Mit architektonischen Kniffen DDR-Bürokratie umgangen
Dank ihres Notsicherungsprogramms stellt die Deutsche Stiftung Denkmalschutz (DSD) 20.000 Euro für die Instandsetzung und Sanierung der Fensteranlage an der Westseite der St. Josef/St. Lukas-Kirche im Katharinenviertel in Neubrandenburg bereit. Die katholische Pfarrkirche St. Josef / St. Lukas wurde von 1977 bis 1980 nach Plänen der Architekten Dietrich Otto und Erhard Russow durch das Bauunternehmen von Ulrich Müther vom VEB Spezialbetonbau Binz als zweischiffiges Hyparschalen-Gebäude errichtet. Die beiden von Müther entworfenen Hyparschalendächer überspannen auf besonders filigrane und elegante Art den Kirchenbau und die angeschlossenen Gemeinderäume bei einer Stärke von nur sieben Zentimetern.
Der Kirchenbau ist gemeinsam mit der Messehalle in Rostock ein Hauptwerk des international anerkannten Pioniers der Betonschalenbauweise.

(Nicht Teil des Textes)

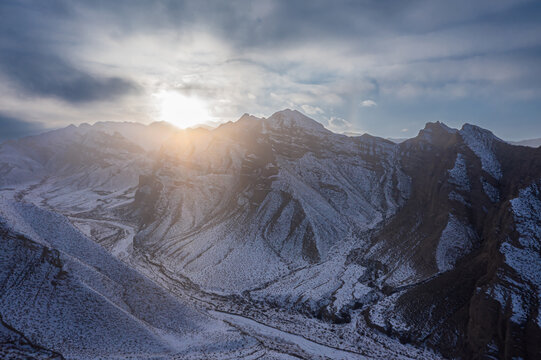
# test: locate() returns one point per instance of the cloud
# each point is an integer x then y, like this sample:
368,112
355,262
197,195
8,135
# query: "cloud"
50,76
312,110
339,125
13,128
368,103
421,59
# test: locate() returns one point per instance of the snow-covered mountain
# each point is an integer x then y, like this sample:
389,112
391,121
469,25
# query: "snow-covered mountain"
530,142
366,248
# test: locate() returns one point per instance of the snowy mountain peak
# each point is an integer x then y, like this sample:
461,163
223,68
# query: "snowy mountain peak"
288,119
434,131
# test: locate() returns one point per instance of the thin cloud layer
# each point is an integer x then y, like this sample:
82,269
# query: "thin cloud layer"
463,61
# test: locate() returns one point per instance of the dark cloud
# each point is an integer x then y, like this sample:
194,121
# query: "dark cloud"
50,76
32,59
13,128
435,58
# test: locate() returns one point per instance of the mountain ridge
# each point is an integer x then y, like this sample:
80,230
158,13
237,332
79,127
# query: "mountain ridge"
385,237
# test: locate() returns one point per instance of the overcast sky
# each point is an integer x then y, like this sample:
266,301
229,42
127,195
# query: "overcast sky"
382,67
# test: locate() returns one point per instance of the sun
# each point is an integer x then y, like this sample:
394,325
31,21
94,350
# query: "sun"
181,111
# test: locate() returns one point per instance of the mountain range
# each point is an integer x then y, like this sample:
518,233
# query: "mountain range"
269,237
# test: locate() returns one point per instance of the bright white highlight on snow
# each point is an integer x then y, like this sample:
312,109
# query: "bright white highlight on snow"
181,111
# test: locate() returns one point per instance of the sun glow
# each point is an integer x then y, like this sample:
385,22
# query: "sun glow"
182,111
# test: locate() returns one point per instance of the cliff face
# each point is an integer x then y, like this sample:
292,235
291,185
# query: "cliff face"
435,240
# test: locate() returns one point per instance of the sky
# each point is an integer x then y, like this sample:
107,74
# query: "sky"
381,67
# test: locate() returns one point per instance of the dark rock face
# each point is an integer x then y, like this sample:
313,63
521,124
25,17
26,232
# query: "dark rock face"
436,240
456,311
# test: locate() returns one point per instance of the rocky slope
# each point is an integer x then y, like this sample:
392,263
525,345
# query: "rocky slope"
434,241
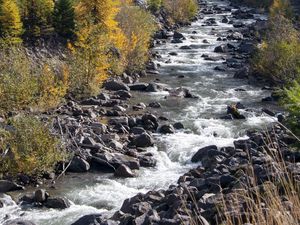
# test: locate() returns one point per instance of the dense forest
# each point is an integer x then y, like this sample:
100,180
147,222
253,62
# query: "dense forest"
69,70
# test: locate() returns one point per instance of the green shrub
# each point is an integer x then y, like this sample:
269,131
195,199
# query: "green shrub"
28,147
24,84
278,58
154,5
291,102
181,11
132,20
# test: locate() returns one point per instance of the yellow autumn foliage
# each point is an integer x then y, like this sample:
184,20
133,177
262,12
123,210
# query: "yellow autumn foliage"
138,26
10,21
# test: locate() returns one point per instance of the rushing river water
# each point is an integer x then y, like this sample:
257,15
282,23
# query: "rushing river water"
94,192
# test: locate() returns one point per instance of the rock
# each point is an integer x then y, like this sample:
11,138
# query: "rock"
115,145
139,106
227,117
178,126
178,35
123,171
57,203
166,129
155,105
40,195
112,161
242,73
185,47
173,53
268,112
233,110
79,165
202,152
7,186
138,87
114,85
137,130
221,49
103,96
123,94
152,87
225,20
18,222
143,140
98,128
92,219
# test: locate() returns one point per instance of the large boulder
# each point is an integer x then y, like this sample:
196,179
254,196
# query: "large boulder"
114,85
57,203
166,129
18,222
138,87
124,171
79,165
242,73
112,161
143,140
233,110
93,219
40,195
7,186
221,49
201,153
178,35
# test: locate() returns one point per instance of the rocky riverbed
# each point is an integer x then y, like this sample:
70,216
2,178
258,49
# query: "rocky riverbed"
145,130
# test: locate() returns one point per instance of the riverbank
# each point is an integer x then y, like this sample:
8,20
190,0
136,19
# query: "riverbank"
224,47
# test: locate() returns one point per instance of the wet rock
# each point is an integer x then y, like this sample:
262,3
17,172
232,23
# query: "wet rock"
173,53
57,203
166,129
221,49
18,222
103,96
114,85
147,161
225,20
220,68
203,152
79,165
123,171
138,130
40,195
98,128
176,41
178,126
143,140
155,105
139,106
233,110
111,161
268,112
185,47
227,117
138,87
242,73
178,35
123,94
152,87
93,219
7,186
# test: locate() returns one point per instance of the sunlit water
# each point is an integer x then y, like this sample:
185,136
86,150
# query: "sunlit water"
102,193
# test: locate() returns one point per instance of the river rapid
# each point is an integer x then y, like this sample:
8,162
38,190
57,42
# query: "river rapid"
103,193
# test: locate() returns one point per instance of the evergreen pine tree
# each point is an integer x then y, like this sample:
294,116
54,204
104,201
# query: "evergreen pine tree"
64,18
10,21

Die Hyparschalen liegen auf zwei Pfeilern auf und werden durch Zugbänder gesichert. Die Dacheindeckung in Form eines Foliendämmdaches auf beiden Hyparschalen stammt aus der Bauzeit und hat mit über 40 Jahren die normalerweise für derartige Dächer prognostizierte Standzeit weit überschritten. Daher wird in diesem Jahr auch die Dachhaut saniert. Die Kunststoffbahn ist versprödet und verhärtet und muss entfernt und ersetzt werden, während die Dämmung bleiben soll. Die Kupferabdeckung am Rand muss nach dem Aufnehmen wohl ebenfalls ersetzt werden. Eine Betonsanierung am Gesimsband wird geprüft.
Müther prägte wie kaum ein anderer die Nachkriegsmoderne der DDR. Ihm ist es zu danken, dass diese ein eigenständiges Gesicht erhielt, das seinen Ort in der Architekturgeschichte behauptet. Interessant ist die anstehende Maßnahme auch im Zusammenhang mit der Betonsanierung an Nachkriegsbauten. Im Übrigen kommen in Neubrandenburg architektonische Kniffe hinzu, mit denen die strengen Vorgaben der DDR-Bürokratie für den Kirchenbau umgangen wurden.
Das moderne Denkmal gehört zu den über 580 Objekten, die die DSD dank Spenden, der Erträge ihrer Treuhandstiftungen sowie der Mittel der GlücksSpirale, der Rentenlotterie von Lotto, allein in Mecklenburg-Vorpommern fördern konnte.